Trumps Attacke auf die Pharmakonzerne – klappt das?
Am Donnerstag platzte Donald Trump der Kragen. Er forderte zahlreiche große Pharmakonzerne auf, binnen 60 Tagen geeignete Maßnahmen vorzulegen, die dazu führen, dass die Medikamentenpreise in den USA nicht höher sind als die in anderen Industrienationen. Und hier auf die Barrikaden zu gehen, ist richtig. Es gibt in den USA, anders als z.B. bei uns, keine Regulierung für Medikamentenpreise, die können die Hersteller in den USA so hoch setzen, wie sie wollen. Das ist in einem Land, in dem viele keine Krankenversicherung haben und wenn, diese dann wegen derart teurer Medikamente immer weniger bezahlbar ist, fatal.
Nun war das schon immer so, aber deswegen ist es noch lange nicht richtig. Mr. Trump versuchte bereits in seiner ersten Amtszeit … und nicht als erster Präsident … diesen Spuk zu beenden. Aber die Pharmalobby ist extrem stark. Sie wird einwenden, dass dann nicht mehr genug Geld für die Entwicklung neuer, wichtiger Medikamente da wäre und das dann die Schuld des US-Präsidenten sei. Man wird einwenden, dass das viele, viele Jobs kosten würde, weil die Milliardengewinne dann kleiner ausfallen und das dann ebenfalls die Schuld des US-Präsidenten sei. Wie immer.

Ich für meinen Teil würde die Reaktion vieler Pharma-Aktien am Freitag daher lieber nicht als Aufforderung zum Kauf ansehen. Viele taten genau das, wie der vorstehende Chart zeigt, weil sie sicher sind: Die Pharmalobby wird das Kind schon schaukeln.

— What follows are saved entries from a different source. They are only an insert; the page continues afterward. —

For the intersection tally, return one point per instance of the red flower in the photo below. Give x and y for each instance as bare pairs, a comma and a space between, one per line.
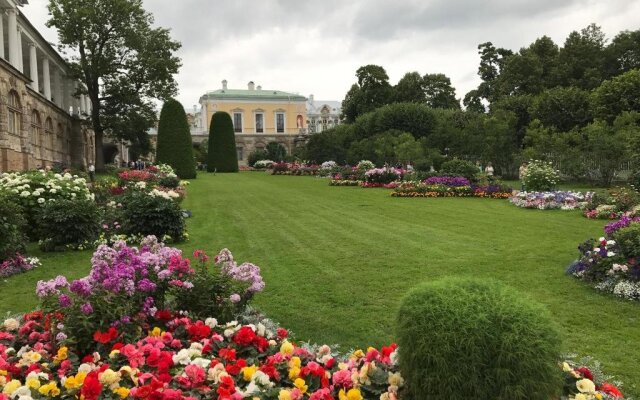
105, 337
611, 390
244, 337
91, 388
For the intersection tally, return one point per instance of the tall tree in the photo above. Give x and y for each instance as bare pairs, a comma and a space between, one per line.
438, 91
174, 140
116, 49
409, 89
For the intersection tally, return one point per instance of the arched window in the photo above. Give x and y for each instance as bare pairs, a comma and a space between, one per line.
15, 113
36, 133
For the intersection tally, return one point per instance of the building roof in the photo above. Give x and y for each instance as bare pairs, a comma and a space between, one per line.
315, 106
244, 94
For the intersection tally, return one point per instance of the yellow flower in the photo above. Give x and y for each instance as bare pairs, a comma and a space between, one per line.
286, 348
586, 386
33, 383
11, 387
352, 394
247, 372
301, 384
294, 372
61, 356
122, 392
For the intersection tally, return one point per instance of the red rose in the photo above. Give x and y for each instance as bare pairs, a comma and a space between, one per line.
244, 337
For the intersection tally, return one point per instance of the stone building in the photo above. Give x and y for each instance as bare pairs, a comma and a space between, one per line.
259, 116
41, 121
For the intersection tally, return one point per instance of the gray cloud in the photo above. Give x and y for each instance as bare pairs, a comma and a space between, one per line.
315, 47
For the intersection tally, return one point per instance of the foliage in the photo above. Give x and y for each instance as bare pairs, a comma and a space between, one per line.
222, 144
123, 67
174, 140
460, 167
257, 155
12, 228
151, 214
67, 224
463, 338
540, 176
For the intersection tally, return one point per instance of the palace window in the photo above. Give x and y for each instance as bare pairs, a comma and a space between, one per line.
259, 123
15, 114
279, 122
237, 122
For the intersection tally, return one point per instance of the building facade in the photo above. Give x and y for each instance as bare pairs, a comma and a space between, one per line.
41, 119
259, 116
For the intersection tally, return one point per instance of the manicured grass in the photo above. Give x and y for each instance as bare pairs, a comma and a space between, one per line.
337, 260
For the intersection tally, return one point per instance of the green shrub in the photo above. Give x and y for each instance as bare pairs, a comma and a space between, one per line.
67, 223
174, 140
469, 339
540, 176
628, 240
222, 144
257, 155
12, 228
460, 167
145, 214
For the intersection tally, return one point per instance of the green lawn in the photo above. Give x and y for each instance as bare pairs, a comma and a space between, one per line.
337, 260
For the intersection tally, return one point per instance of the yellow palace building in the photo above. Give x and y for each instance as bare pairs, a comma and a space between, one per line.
259, 116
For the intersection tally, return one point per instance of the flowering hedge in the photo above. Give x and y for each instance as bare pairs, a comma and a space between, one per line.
421, 189
612, 263
551, 200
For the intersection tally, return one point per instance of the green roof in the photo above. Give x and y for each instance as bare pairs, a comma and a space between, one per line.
242, 94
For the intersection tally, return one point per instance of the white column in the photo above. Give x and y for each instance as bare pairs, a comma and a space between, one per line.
14, 54
20, 55
33, 64
2, 34
46, 77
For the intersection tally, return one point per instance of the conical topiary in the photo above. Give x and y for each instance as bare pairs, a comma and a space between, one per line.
174, 140
222, 144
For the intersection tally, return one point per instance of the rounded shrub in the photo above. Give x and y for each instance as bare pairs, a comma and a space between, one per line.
12, 228
145, 214
460, 167
67, 223
222, 144
471, 339
174, 140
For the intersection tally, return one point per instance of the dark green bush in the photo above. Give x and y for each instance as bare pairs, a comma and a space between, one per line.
628, 240
469, 339
170, 182
12, 229
257, 155
143, 214
174, 140
460, 167
67, 223
222, 144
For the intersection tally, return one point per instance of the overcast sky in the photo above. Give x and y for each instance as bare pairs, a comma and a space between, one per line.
315, 47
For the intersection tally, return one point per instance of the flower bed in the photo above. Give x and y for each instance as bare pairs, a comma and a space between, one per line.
612, 263
551, 200
421, 189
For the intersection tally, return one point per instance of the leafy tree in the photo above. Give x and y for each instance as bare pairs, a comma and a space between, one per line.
222, 144
563, 108
616, 95
438, 91
409, 89
174, 140
276, 151
118, 51
372, 91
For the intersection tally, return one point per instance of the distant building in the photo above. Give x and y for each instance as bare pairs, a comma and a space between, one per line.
259, 116
40, 119
322, 114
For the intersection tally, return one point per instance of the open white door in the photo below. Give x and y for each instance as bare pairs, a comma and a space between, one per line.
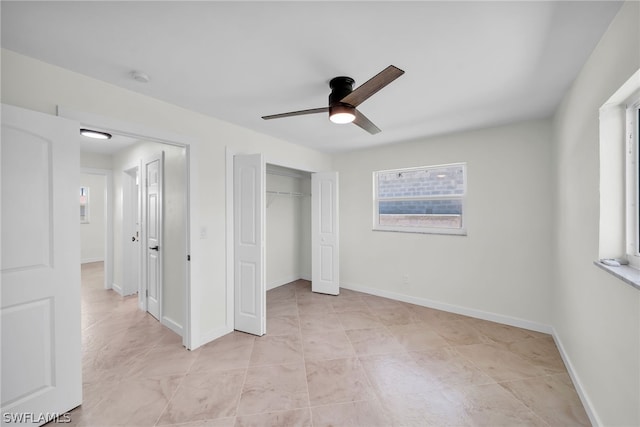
325, 253
152, 218
40, 311
249, 279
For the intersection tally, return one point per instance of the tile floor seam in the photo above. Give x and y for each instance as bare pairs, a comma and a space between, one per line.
170, 399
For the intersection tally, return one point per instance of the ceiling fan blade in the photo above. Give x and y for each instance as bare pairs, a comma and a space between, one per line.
297, 113
373, 85
366, 124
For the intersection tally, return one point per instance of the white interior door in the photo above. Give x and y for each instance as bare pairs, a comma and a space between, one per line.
325, 251
249, 278
153, 175
40, 263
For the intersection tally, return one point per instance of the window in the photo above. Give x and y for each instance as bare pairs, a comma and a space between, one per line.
633, 184
428, 199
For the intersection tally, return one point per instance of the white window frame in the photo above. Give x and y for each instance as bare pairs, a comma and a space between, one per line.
462, 231
632, 135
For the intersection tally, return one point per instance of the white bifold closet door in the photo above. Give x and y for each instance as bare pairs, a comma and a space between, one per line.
325, 250
249, 260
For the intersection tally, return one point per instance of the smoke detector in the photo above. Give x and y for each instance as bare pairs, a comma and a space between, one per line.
140, 77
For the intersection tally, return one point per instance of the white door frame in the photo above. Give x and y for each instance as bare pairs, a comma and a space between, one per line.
191, 334
131, 253
157, 306
108, 229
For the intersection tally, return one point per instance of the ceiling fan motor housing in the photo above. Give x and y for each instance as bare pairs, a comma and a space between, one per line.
340, 87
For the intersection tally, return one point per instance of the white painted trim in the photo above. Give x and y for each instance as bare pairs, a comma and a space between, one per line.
465, 311
584, 398
214, 334
280, 282
134, 130
108, 243
230, 290
117, 288
172, 324
88, 260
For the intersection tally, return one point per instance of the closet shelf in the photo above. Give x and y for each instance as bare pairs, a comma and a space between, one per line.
286, 193
275, 194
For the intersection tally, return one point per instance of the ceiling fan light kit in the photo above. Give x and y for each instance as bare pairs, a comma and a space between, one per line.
343, 99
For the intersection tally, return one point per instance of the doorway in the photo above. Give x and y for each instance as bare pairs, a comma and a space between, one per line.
96, 233
131, 231
175, 307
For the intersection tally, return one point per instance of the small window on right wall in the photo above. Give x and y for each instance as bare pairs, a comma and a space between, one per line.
427, 199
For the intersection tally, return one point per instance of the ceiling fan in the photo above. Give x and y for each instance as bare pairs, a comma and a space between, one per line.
343, 99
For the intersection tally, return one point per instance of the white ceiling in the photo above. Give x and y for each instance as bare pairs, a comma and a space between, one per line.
468, 64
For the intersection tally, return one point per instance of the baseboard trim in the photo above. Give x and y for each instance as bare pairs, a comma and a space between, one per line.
172, 324
277, 283
465, 311
117, 288
584, 398
89, 260
213, 335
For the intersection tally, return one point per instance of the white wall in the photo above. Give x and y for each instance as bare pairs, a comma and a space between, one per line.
596, 316
501, 269
38, 86
174, 232
285, 235
92, 234
95, 160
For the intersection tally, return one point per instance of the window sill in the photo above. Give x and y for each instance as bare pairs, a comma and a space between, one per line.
625, 273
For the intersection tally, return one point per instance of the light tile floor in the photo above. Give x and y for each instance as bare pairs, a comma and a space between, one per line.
350, 360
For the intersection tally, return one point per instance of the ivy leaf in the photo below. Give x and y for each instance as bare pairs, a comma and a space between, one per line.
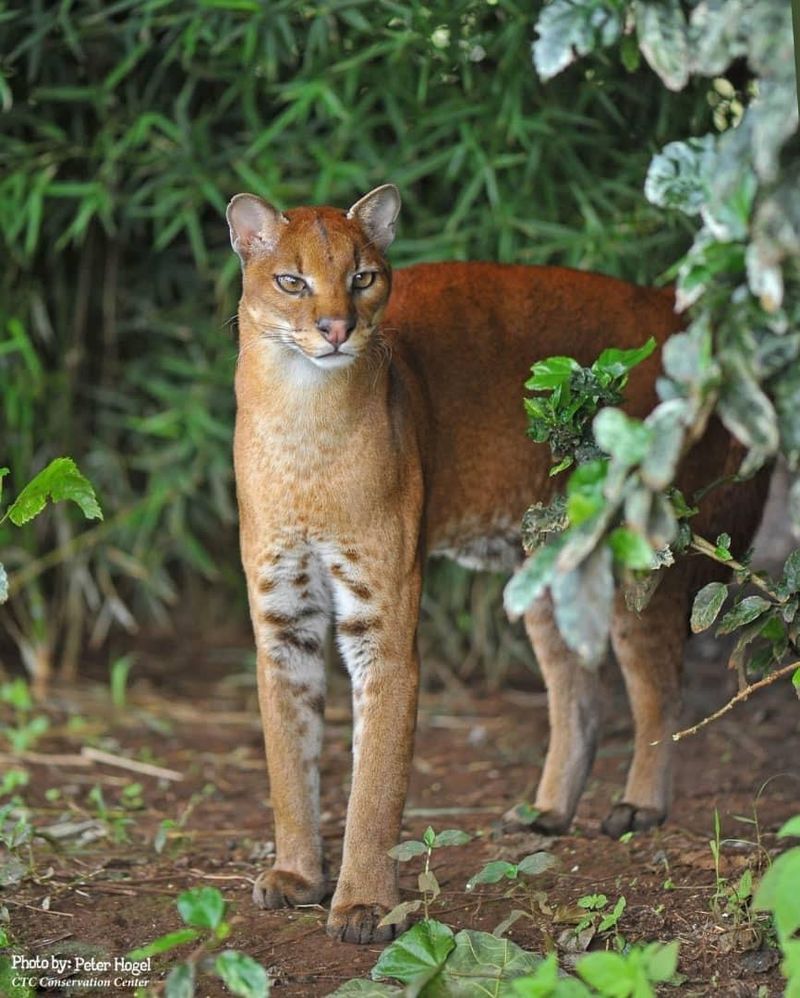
679, 176
663, 39
625, 439
791, 571
667, 424
367, 989
607, 972
418, 953
568, 30
717, 36
481, 964
531, 580
744, 408
242, 975
551, 373
60, 480
616, 363
743, 613
707, 604
583, 601
180, 981
451, 837
630, 549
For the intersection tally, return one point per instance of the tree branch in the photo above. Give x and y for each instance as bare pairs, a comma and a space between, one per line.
740, 696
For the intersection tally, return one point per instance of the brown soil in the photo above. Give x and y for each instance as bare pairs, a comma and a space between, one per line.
475, 756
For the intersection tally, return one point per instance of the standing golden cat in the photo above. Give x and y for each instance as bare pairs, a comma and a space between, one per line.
371, 432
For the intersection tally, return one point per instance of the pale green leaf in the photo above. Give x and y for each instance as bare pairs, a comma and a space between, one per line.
60, 480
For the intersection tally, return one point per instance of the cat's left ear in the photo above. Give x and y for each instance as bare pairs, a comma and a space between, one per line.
377, 213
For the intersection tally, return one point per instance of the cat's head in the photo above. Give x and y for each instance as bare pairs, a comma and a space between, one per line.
315, 280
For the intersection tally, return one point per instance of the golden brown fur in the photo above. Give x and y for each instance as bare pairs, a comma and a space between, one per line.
371, 435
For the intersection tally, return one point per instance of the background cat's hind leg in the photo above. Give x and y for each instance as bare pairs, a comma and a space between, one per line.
649, 648
573, 703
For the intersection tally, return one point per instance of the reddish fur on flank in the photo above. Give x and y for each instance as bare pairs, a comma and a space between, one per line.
354, 464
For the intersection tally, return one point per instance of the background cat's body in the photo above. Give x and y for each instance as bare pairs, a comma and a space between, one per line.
369, 435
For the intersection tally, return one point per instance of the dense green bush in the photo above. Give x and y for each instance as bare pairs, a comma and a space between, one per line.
128, 125
738, 359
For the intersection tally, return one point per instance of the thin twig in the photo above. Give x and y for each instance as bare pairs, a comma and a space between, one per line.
123, 762
740, 696
709, 550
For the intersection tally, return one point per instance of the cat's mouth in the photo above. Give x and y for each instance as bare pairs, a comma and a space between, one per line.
333, 358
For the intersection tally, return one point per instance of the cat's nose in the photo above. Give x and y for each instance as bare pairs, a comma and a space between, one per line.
336, 331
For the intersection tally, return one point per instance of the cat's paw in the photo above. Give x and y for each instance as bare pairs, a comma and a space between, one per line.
284, 889
545, 822
358, 923
624, 818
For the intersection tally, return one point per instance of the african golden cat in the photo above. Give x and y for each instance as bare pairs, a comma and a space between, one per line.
371, 432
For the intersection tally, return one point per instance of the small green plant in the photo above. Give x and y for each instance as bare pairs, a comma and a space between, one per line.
16, 836
430, 959
119, 671
563, 416
202, 910
778, 894
599, 918
427, 882
612, 975
530, 866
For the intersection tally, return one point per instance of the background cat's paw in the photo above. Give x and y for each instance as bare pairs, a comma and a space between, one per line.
358, 923
545, 822
283, 889
628, 818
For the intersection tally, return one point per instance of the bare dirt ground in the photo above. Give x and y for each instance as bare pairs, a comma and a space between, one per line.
476, 755
99, 886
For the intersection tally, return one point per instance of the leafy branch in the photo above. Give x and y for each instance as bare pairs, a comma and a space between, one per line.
60, 480
737, 357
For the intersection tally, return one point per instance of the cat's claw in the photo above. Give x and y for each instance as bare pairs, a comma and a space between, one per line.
359, 923
624, 818
284, 889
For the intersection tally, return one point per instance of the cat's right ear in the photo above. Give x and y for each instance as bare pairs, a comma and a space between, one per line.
255, 225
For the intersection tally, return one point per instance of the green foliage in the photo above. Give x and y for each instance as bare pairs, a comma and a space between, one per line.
530, 866
768, 624
126, 130
779, 893
736, 357
60, 480
202, 910
575, 394
426, 882
433, 962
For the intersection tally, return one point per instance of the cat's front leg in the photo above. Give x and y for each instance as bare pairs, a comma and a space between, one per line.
376, 629
290, 607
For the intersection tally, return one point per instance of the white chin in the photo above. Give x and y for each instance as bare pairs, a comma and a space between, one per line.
329, 362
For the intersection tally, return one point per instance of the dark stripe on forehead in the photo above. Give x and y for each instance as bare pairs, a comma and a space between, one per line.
323, 231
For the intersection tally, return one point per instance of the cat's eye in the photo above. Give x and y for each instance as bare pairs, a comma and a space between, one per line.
363, 279
290, 283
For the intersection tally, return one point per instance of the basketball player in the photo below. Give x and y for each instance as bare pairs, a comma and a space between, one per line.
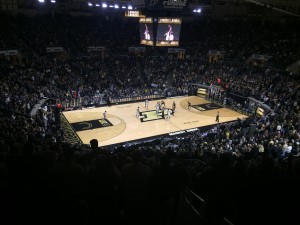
173, 108
169, 35
157, 107
189, 105
169, 114
163, 112
146, 33
162, 103
146, 103
218, 116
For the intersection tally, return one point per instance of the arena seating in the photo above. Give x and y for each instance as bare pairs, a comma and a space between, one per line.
45, 180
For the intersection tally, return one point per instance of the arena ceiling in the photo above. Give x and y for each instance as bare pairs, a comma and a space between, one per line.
288, 7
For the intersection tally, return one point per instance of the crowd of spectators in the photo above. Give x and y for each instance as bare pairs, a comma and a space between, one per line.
234, 168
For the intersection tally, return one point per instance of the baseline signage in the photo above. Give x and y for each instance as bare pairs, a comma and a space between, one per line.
183, 131
167, 4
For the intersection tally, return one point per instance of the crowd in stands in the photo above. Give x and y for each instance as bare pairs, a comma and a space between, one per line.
45, 180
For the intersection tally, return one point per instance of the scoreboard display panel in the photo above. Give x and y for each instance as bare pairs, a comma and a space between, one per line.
146, 31
168, 32
260, 111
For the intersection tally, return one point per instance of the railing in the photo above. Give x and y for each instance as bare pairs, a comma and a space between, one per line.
196, 203
135, 98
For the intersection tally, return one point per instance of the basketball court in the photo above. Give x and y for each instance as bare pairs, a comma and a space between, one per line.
122, 124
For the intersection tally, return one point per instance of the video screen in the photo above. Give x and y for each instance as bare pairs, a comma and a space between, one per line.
260, 111
168, 32
201, 92
146, 31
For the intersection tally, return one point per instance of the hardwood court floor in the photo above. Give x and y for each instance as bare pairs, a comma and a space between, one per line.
123, 126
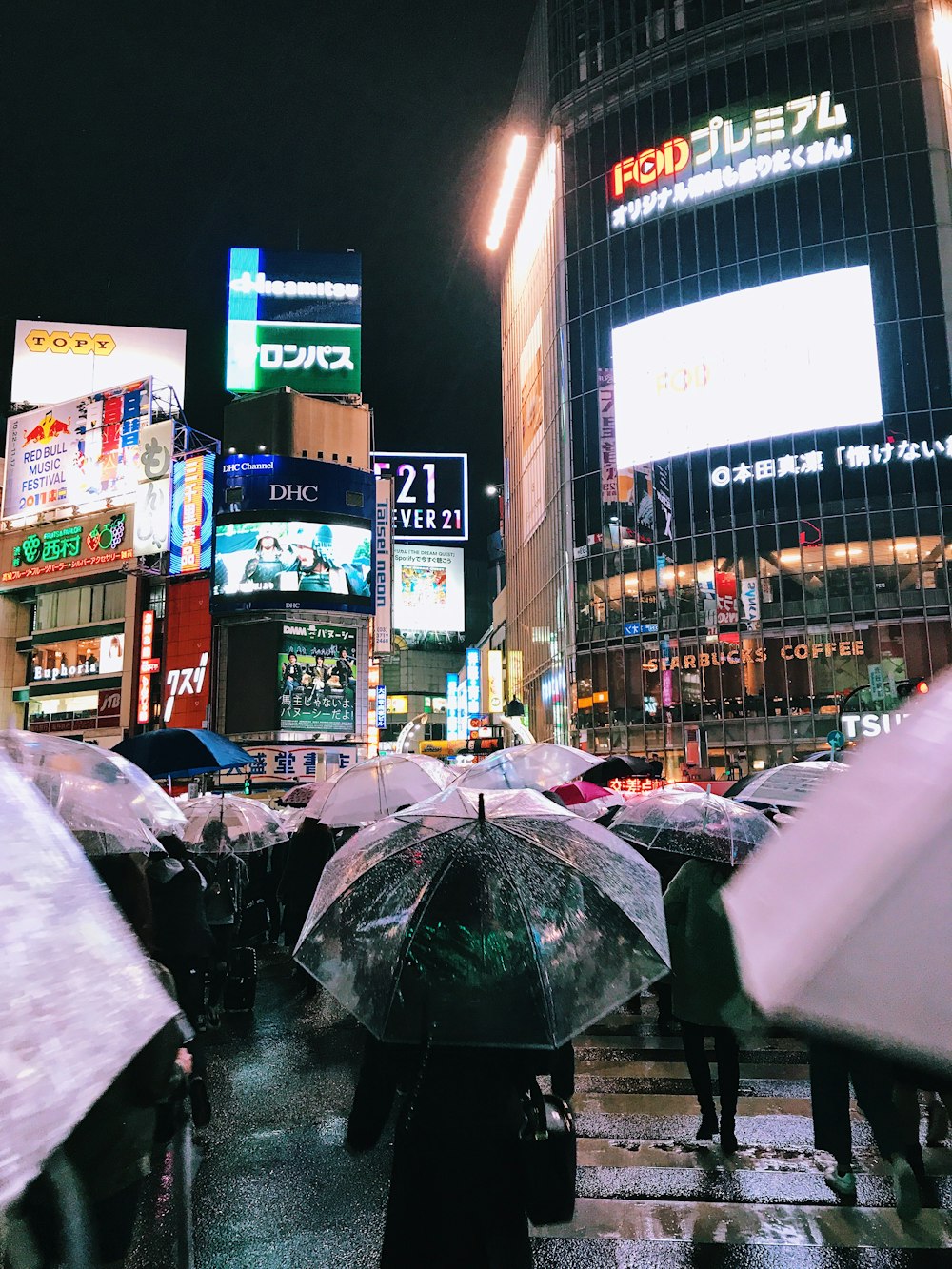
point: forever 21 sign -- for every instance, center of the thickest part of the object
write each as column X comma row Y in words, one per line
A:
column 430, row 495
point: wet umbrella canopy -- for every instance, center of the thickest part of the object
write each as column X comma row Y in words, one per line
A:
column 243, row 823
column 539, row 765
column 94, row 797
column 518, row 928
column 183, row 751
column 78, row 998
column 373, row 789
column 693, row 823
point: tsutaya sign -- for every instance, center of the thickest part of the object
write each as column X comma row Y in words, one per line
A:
column 870, row 724
column 727, row 155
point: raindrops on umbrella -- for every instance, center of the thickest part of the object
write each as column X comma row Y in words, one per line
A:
column 238, row 823
column 486, row 919
column 693, row 823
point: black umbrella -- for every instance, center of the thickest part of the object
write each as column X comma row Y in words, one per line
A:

Aber wenn jemand das durchboxen könnte, dann Trump, gerade wegen seiner eigentlich fatalen Eigenschaft, alleine zu entscheiden, sich um Berater und Gesetze wenig bis gar nicht zu kümmern und einfach zu befehlen, was er für richtig hält. Es könnte daher wirklich klappen. Und das macht klar: Nicht alles ist einfach schwarz oder weiß.
Aber unter dem Strich bleibt, dass die Art und Weise, mit der US-Präsident Trump regiert, nicht Folge oder gar Lösung von Problemen ist, deren Existenz jetzt langsam doch wieder vom Aktienmarkt wahrgenommen wird, sondern oft ihre Ursache. Niemand kann alles wissen. Deswegen muss man delegieren und zuhören, vertrauen und sich ggf. auch zurücknehmen können. Mr. Trump kann und/oder will nichts von alldem … und das wird die Börsen vermutlich in einen heißen Herbst führen.
Ich wünsche Ihnen eine erfolgreiche Börsenwoche!